A Freedom of Information Act request was filed by The Washington Post and the new emails the newspaper obtained shed light on how the scandal began.

It started in April of 2017, only four months after Price took over the department. Price’s staffers sought to fly him to Los Angeles after his Delta Air Lines flight was delayed due to bad weather.

“Officials quickly secured a $29,000 charter flight — which also had to be scuttled, as tornadoes plagued the D.C. region. But the day’s events left a scar on Price’s top aides, who vowed that the Trump Cabinet official would never again wait on a commercial airline’s schedule, and foreshadowed a five-month travel sprint in which the health department spent $456,000 in taxpayer money on Price’s charter flights across the United States,” the newspaper reported.
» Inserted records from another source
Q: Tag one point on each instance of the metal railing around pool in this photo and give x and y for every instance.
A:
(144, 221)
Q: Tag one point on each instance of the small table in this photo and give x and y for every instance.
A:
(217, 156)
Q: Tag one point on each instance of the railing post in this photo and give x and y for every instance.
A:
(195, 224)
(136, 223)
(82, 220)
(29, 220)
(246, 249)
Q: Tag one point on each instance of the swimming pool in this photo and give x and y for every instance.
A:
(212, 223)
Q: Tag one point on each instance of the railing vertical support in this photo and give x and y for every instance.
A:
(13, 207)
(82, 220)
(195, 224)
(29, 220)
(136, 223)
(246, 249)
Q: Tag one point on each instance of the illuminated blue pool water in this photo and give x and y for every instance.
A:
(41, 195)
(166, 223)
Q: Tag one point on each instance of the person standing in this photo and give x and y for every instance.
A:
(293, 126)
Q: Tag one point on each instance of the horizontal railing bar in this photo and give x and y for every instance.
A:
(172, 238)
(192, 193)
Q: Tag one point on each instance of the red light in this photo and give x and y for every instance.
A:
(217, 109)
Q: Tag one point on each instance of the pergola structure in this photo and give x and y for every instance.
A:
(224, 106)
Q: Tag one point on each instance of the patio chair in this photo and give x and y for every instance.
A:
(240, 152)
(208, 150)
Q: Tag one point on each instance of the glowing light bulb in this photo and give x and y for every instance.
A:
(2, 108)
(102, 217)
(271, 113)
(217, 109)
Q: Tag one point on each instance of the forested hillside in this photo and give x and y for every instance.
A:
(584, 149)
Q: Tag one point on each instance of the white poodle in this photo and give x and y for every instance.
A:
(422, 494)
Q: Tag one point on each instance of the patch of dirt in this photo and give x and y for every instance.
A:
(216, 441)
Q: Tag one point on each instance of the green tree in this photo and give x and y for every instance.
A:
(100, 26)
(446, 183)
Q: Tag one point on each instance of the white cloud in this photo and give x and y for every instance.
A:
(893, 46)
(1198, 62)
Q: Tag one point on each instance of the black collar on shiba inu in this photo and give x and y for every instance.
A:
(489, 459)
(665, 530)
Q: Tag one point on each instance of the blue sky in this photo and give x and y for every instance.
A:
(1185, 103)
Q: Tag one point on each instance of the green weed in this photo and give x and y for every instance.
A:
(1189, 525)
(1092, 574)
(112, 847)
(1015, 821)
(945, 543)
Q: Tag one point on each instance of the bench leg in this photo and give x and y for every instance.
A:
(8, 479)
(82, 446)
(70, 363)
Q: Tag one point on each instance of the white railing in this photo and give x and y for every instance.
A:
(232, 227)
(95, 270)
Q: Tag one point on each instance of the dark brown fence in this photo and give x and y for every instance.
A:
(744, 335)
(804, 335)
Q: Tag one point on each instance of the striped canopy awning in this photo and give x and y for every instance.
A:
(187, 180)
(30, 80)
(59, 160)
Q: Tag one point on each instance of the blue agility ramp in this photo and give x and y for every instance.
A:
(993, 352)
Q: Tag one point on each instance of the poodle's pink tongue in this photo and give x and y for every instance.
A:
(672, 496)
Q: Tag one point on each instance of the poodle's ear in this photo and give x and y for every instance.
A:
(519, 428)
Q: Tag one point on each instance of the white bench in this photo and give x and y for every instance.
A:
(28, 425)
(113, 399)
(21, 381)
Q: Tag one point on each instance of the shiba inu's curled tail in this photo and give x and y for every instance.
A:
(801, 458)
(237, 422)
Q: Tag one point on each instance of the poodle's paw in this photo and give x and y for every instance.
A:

In one case, Price did not even need to fly at all, much less on a private jet.

“One of the final trips came in September 2017, when health officials chartered a jet for Price, White House adviser Kellyanne Conway and their aides to fly round trip between Washington and Philadelphia — at a cost of $14,955 to taxpayers, according to government records,” The Post reported. “The department’s Office of Inspector General later concluded that Price’s flight to Philadelphia wasted more than $10,000 in taxpayer money compared with flying commercial, and that he could have made the trip by train.”

Prior to joining the Trump administration, Price spent a dozen years in Congress and chaired the House Budget Committee.